Rabu 25-03-2026,14:03 WIB
Reporter : Doan Widhiandono
Editor : Noor Arief Prasetyo

Masoud Pezeshkian

Sebagai presiden sejak 2024, Pezeshkian secara formal adalah wajah pemerintahan Iran. Ia berasal dari kubu moderat dan mencoba membangun citra sebagai figur rakyat.

Namun dalam sistem Iran, presiden bukan pemegang otoritas tertinggi.

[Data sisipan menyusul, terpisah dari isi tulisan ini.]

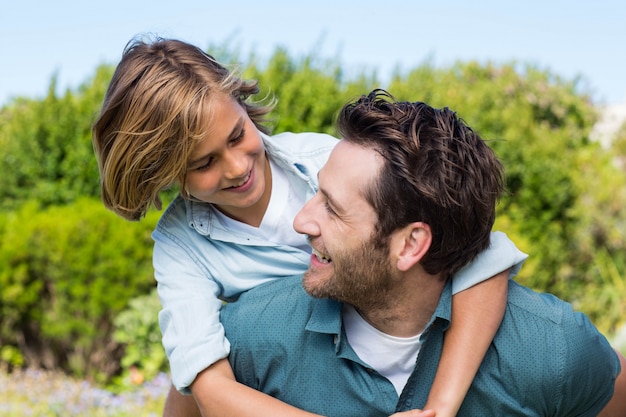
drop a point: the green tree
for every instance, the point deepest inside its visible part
(556, 205)
(45, 145)
(65, 273)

Keputusan strategis tetap berada di tangan pemimpin tertinggi. 


Masoud Pezeshkian.--

Aktivitas publiknya tetap berjalan. Ia bahkan turun langsung ke jalan dalam aksi pro-pemerintah dan pro-Palestina, termasuk berinteraksi dengan warga. Dalam momen itu, mantan Kepala Dewan Keamanan Ali Larijani hadir. Sayangnya, Larijani kemudian terbunuh pada 17 Maret 2026.

Abbas Araghchi

Sebagai menteri luar negeri, Araghchi adalah figur yang secara teknis paling relevan dalam komunikasi dengan pihak luar.

Ia sudah terlibat langsung dalam pembicaraan dengan utusan AS di Oman bulan lalu. Namun, pertemuan itu gagal menghentikan perang.

Perkembangan terbaru menunjukkan adanya komunikasi langsung dengan utusan AS dalam beberapa hari terakhir. Menurut pejabat Iran, komunikasi itu masih sebatas “penjajakan” untuk meredakan konflik.


Abbas Araghchi.--

Araghchi juga aktif tampil di media, termasuk media Amerika, untuk membela posisi Iran. Latar akademiknya kuat, dengan gelar doktor di bidang pemikiran politik dari Inggris.

Meski demikian, posisinya sebagai menteri luar negeri membuatnya kecil kemungkinan disebut sebagai “top person” yang dimaksud Trump.

Ahmad Vahidi

Sebagai komandan tertinggi Garda Revolusi, Vahidi secara struktur memiliki kekuatan militer signifikan. Namun, visibilitasnya selama perang justru sangat rendah.

Ia merupakan komandan ketiga dalam waktu kurang dari setahun. Sebab, dua pendahulunya tewas dalam konflik sebelumnya. Situasi itu membuat stabilitas komando militer ikut terganggu.

Sepanjang perang saat ini, hanya satu pernyataan resmi atas namanya yang dirilis. Yakni ucapan belasungkawa atas tewasnya komandan milisi Basij pada 19 Maret 2026.